Gold prices extended gains on Friday to their highest level in over a month following key US jobs data that showed the labor market was softening, lifting expectations around a Federal Reserve interest rate cut in September.
Spot gold was up 1.3% at USD 2,385.63 per ounce as of 2:10 p.m. (1810 GMT).

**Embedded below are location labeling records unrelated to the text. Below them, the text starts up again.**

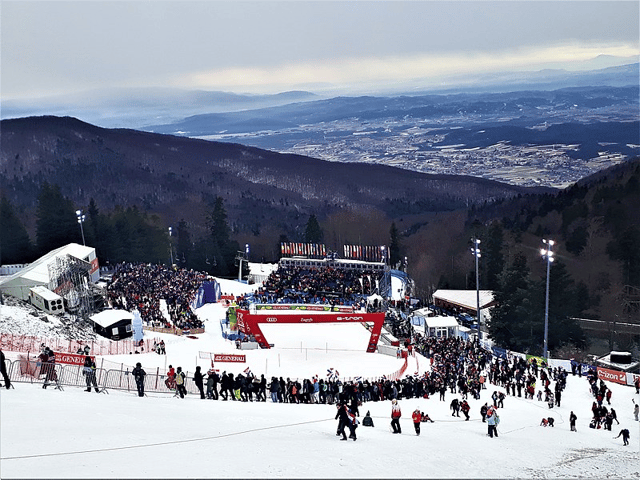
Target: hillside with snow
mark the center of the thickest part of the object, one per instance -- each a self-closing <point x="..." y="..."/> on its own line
<point x="74" y="434"/>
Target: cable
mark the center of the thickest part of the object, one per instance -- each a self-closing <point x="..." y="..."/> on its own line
<point x="158" y="444"/>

Bullion is up more than 2% for the week so far.
US gold futures settled 1.2% higher to USD 2,397.7.
“Gold is trading at one-month highs as lower payroll revisions and yet another uptick in the unemployment rate help ‘cement’ a September rate cut,” said Tai Wong, a New York-based independent metals trader.

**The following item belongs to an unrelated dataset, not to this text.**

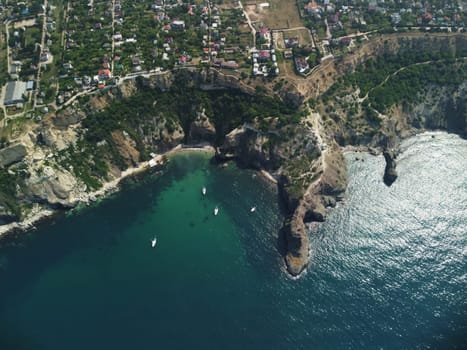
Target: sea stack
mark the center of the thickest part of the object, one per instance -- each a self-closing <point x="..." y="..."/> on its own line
<point x="390" y="173"/>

“Bulls are eyeing a return to USD 2,450 all-time highs if the Fed starts openly hinting at September,” he added.
Data showed US non-farm payrolls grew by 206,000 jobs in June, slightly higher than the 190,000 new jobs estimated by economists polled by Reuters.
Meanwhile, estimated job growth for May was revised down to 218,000 new jobs from 272,000, while April’s job growth was revised down to 108,000 new jobs from a previous 165,000. The unemployment rate rose to 4.1%, slightly higher than the estimated 4.0%.

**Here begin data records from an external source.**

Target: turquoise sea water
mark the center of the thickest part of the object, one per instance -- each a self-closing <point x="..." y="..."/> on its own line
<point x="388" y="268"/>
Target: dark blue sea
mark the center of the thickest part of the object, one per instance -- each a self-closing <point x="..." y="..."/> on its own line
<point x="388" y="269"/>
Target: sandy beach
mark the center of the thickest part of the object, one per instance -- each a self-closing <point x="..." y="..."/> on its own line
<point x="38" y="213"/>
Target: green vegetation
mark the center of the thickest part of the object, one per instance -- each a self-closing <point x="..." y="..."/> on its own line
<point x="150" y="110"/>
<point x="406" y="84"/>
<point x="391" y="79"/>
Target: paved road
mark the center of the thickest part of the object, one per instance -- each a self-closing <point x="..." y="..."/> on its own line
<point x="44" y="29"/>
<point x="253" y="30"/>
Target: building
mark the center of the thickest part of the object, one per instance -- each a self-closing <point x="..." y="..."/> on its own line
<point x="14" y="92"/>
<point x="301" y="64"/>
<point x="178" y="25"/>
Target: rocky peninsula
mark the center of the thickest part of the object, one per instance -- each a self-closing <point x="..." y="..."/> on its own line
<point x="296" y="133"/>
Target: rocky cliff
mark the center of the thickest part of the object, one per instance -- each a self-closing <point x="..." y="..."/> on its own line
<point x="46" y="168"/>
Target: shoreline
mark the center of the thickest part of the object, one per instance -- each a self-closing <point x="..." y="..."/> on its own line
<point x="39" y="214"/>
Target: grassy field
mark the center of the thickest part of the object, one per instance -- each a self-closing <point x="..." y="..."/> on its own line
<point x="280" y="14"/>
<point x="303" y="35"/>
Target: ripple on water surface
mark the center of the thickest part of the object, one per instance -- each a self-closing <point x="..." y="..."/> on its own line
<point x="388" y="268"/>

Following the data, US interest-rate futures prices reflected continued market confidence in a September rate cut, with the implied probability remaining at about 72%.
Traders are also pricing in a rising chance of a second rate cut in December. Lower rates reduce the opportunity cost of holding non-yielding gold.
The dollar slipped to a three-week low against its rivals after the jobs data, making gold less expensive for other currency holders, while the yield on the benchmark US 10-year Treasury note crept lower.
Elsewhere, spot silver rose 2.7% to USD 31.25 per ounce and is on track for its best week since May 17. Platinum rose 2.6% to USD 1,028.62 per ounce and palladium gained 0.2% to USD 1,019.75.